KDD 2008: Tutorials

Home Key Dates Activities KDD Cup Program Registration Organizers

Papers Workshops Tutorials Panels Demos Exhibits

All tutorials will be held on Sunday, August 24, 2008.

Please click on the tutorial titles for more details.

+ J. Han, J. Lee, H. Gonzalez, X. Li, "Mining Massive RFID, Trajectory, and Traffic Data Sets"

Jiawei Han, Jae-Gil Lee, Hector Gonzalez, Xiaolei Li
Department of Computer Science, University of Illinois at Urbana-Champaign

Abstract
With the wide availability of satellite, RFID, GPS, sensor, wireless, and video technologies, moving-object data has been collected in massive scale and is becoming increasingly rich, complex, and ubiquitous. There is an imminent need for scalable and flexible data analysis over moving-object information; and thus mining moving-object data has become one of major challenges in data mining. There have been considerable research efforts on data mining for RFID, trajectory, and traffic data sets. However, there has been no systematic tutorial on knowledge discovery from such moving-object data sets. This tutorial presents a comprehensive, organized, and state-of-the-art survey on methodologies and algorithms on analyzing different kinds of moving-object data sets, with an emphasis on several important mining tasks: clustering, classification, outlier analysis, and multidimensional analysis. Besides a thorough survey of the recent research work on this topic, we also show how real-world applications can benefit from data mining of RFID, trajectory, and traffic data sets. The tutorial consists of three parts: (1) RFID data mining, (2) trajectory data mining, and (3) traffic data mining. In the first part, warehousing, cleaning, and flow mining for RFID data are explored. In the second part, pattern mining, clustering, classification, and outlier detection for trajectory data are explored. In the third part, route discovery, destination prediction, and hot-route or outlier detection for traffic data are explored. This tutorial is prepared for data mining, database, and machine learning researchers who are interested in moving-object data.
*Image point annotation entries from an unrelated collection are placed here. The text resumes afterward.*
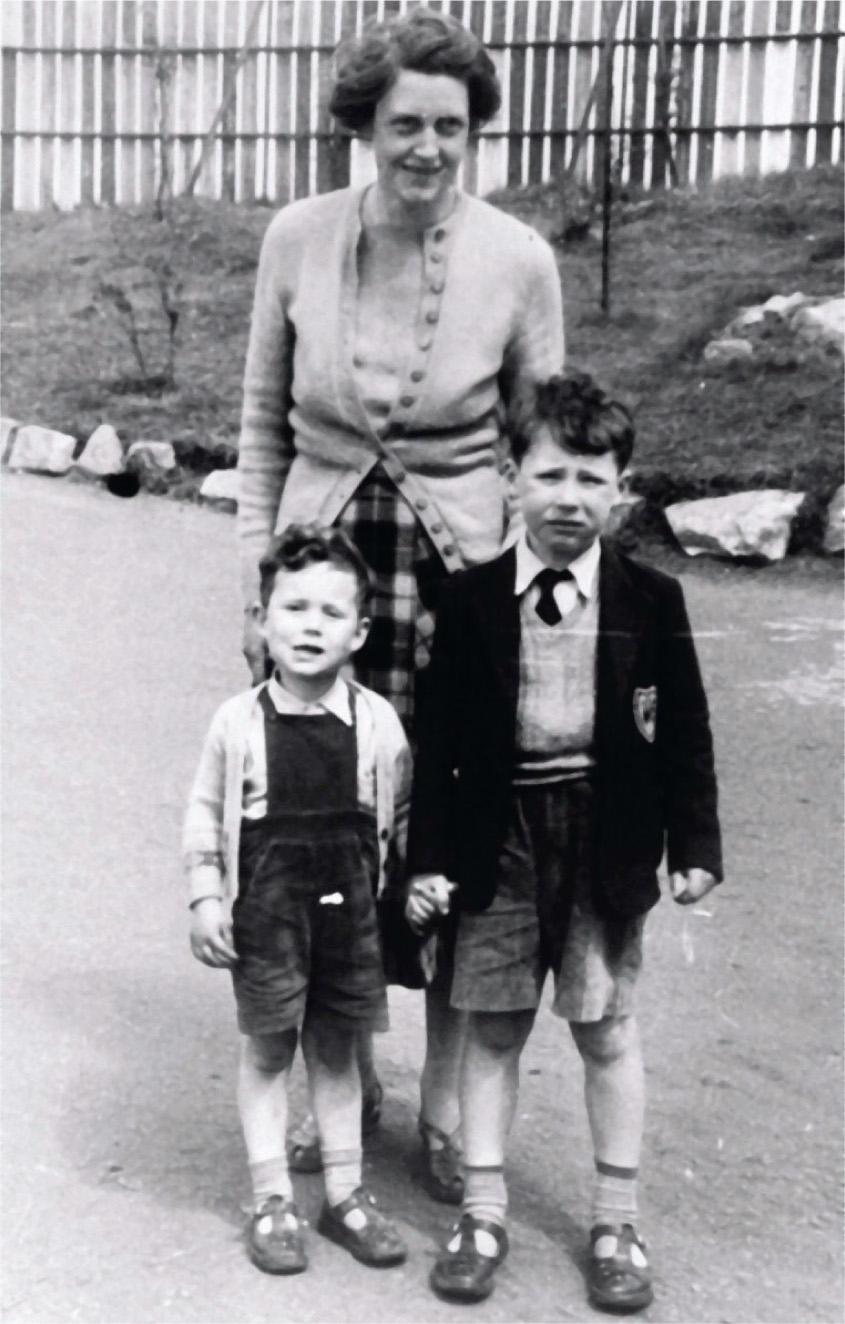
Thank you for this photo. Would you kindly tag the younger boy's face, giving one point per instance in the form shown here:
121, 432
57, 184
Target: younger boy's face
564, 498
311, 625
+ J. Neville, F. Provost, "Predictive Modeling with Social Networks"

Jennifer Neville, Purdue University
Foster Provost, New York University

Abstract
Recently there has been a surge of interest in methods for analyzing complex social networks: from communication networks, to friendship networks, to professional and organizational networks. The dependencies among linked entities in the networks present an opportunity to improve inference about properties of individuals, as birds of a feather do indeed flock together. For example, when deciding how to market a product to people in MySpace or Facebook, it may be helpful to consider whether a person's friends are likely to purchase the product.
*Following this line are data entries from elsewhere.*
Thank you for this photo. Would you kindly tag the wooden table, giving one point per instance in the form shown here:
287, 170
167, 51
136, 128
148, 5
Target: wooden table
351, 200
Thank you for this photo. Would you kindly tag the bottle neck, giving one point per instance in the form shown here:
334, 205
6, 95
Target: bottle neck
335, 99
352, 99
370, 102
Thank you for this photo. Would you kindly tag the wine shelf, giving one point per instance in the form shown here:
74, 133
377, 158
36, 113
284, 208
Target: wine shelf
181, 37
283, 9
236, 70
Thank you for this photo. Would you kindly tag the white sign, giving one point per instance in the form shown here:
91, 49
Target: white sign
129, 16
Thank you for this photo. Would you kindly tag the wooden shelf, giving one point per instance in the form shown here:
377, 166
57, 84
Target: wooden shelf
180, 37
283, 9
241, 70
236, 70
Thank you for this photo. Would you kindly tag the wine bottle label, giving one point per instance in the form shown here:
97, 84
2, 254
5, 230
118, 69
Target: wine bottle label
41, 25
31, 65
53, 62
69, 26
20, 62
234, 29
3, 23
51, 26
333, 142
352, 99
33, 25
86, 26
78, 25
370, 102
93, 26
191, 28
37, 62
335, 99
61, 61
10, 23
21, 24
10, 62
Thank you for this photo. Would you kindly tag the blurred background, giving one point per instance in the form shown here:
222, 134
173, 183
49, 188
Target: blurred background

This tutorial will explore the unique opportunities and challenges for modeling social network data. We will begin with a description of the problem setting, including examples of various applications of social network mining (e.g., marketing, fraud detection). We will then present a number of characteristics of social network data that differentiate it from traditional inference and learning settings, and outline the resulting opportunities for significantly improved inference and learning. We will discuss specific techniques for capitalizing on each of the opportunities in statistical models, and outline both methodological issues and potential modeling pathologies that are unique to network data. We will give links to the recent literature to guide study, and present results demonstrating the effectiveness of the techniques.

Prerequisites: The tutorial assumes a basic knowledge of AI-style inference and machine learning, equivalent to an introductory graduate or advanced undergraduate class.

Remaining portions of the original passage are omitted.